I am disappointed that my child scored “Partially Proficient.” Does that mean he/she failed the test and is below grade level in that subject?
The Colorado Model Content Standards are rigorous standards. Colorado educators who set the performance levels held very high expectations for all students. Many students who perform at the partially proficient level are demonstrating considerable academic skills and abilities; however, their performance on CSAP was not consistently high enough to meet the CSAP rigorous standards.
What happens with the results of the CSAP? Who gets to see my child’s CSAP score?
Results will generate information about how well schools and students are performing statewide, using a common yardstick—the Colorado Model Content Standards. The Colorado Department of Education is required by law to report CSAP results for the state and for all local school districts. Individual student scores are released only to the school and school district. Teachers are encouraged to share this information with each student’s parents. School, district, and statewide scores are public records; individual scores are not public records.
Which test is most important: CSAP, Iowa Test of Basic Skills (ITBS)/ TerraNova? My child did well on one and not the others. Which tests should we believe in?
The tests should be used in a body of evidence to determine a child’s academic achievement. Norm-referenced tests such as the ITBS or TerraNova give parents and teachers an idea about how students compare to other students in the nation. The CSAP evaluates each individual student’s knowledge of Colorado Model Content Standards and his/her ability to apply that knowledge.
What are accommodations?
An accommodation allows students to have access to the CSAP without changing the expectations.
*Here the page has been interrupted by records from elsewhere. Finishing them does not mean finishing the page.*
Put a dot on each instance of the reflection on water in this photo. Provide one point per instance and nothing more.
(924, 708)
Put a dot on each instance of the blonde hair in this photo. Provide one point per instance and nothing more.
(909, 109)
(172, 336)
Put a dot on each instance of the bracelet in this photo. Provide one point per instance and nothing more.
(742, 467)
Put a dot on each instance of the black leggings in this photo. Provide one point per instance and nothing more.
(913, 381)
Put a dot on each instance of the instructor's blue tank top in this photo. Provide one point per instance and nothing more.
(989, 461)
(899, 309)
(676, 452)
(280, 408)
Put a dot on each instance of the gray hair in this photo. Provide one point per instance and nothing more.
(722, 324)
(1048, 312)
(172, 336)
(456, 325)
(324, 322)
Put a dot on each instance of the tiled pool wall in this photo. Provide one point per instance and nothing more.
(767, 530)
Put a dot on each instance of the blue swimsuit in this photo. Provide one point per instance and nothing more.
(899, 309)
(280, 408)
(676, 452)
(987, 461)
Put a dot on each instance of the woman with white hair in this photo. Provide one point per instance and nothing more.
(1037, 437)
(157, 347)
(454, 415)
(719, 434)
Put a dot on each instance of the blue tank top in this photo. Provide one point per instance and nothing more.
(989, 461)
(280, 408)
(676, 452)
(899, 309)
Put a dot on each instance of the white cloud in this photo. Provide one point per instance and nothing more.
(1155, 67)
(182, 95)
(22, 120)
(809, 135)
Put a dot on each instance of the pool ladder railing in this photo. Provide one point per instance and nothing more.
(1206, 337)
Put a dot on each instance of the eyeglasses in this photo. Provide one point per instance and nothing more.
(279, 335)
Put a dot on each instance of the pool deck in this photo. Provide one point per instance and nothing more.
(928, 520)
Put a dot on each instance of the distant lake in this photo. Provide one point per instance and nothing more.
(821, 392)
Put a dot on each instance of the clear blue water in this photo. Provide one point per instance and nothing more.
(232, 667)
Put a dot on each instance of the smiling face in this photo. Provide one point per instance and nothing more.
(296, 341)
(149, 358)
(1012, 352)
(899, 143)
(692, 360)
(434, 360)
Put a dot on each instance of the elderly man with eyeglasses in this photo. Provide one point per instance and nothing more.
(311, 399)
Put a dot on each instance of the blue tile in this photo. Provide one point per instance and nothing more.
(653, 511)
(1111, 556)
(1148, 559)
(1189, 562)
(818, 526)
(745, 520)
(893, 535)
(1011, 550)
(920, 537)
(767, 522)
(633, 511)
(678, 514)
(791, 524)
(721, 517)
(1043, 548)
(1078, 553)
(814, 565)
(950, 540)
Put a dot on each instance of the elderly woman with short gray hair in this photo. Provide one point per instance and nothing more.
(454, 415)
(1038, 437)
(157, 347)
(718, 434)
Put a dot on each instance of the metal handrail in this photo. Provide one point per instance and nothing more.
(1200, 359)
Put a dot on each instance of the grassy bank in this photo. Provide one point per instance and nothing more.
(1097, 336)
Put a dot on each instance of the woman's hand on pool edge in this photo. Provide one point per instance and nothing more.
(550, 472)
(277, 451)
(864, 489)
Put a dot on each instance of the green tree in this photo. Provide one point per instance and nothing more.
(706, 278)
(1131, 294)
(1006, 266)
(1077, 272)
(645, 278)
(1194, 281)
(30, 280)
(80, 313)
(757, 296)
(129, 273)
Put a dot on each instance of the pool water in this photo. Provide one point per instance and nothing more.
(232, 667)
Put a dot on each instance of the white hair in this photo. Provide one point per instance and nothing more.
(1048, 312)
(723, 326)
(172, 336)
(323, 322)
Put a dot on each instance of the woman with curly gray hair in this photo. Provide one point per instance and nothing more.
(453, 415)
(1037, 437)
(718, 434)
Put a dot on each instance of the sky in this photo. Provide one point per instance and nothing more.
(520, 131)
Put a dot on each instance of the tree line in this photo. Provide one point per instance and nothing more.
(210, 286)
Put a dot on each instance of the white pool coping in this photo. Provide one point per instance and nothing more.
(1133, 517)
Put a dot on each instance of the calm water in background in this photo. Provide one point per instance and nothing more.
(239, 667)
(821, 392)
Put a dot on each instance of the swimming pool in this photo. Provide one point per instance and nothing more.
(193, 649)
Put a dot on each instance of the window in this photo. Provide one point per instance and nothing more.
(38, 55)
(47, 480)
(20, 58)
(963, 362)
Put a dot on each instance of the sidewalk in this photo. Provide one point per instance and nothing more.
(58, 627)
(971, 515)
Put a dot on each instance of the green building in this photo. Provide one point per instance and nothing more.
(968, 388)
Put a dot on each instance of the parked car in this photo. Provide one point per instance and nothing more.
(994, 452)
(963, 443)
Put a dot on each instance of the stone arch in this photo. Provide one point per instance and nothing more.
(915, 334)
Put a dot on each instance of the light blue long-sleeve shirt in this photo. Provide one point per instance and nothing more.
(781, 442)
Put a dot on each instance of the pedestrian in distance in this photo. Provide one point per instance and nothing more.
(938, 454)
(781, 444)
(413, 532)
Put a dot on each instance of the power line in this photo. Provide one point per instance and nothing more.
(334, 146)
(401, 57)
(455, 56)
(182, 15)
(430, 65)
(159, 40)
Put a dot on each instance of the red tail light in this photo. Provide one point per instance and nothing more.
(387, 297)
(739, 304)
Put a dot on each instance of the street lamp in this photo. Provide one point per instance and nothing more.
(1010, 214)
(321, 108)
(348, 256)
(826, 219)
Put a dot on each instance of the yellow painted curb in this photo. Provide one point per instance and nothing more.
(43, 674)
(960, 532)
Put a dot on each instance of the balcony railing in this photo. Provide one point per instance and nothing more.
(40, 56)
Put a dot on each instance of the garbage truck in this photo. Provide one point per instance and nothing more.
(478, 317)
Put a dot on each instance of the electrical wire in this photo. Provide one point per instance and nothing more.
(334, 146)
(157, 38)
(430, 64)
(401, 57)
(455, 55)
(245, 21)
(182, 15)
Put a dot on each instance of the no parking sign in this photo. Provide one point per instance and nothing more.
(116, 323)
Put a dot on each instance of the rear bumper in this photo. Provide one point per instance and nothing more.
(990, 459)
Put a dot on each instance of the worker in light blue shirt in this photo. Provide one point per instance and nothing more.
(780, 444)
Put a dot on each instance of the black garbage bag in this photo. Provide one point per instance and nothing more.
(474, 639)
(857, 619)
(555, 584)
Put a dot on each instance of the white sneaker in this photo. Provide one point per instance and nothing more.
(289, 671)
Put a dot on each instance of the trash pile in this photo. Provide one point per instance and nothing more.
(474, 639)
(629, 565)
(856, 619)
A student can use an ccommodation if he/she has received that same accommodation in class for at least three months. For example, a teacher may read a math problem to a student. The accommodation is allowed for math because the student is not being tested on his/her reading ability. The accommodation is not allowed for reading because the student is being tested on his/her reading ability.
Is CSAP available in Spanish?
The CSAP assessments are available in Spanish for 3rd and 4th grade reading and writing.
What happens if a school does not score well on the CSAP?
According to recent legislation, low-performing schools can obtain assistance from the Colorado Department of Education in the development of a School Improvement Plan. Consistently low-performing schools eventually will be converted to charter schools.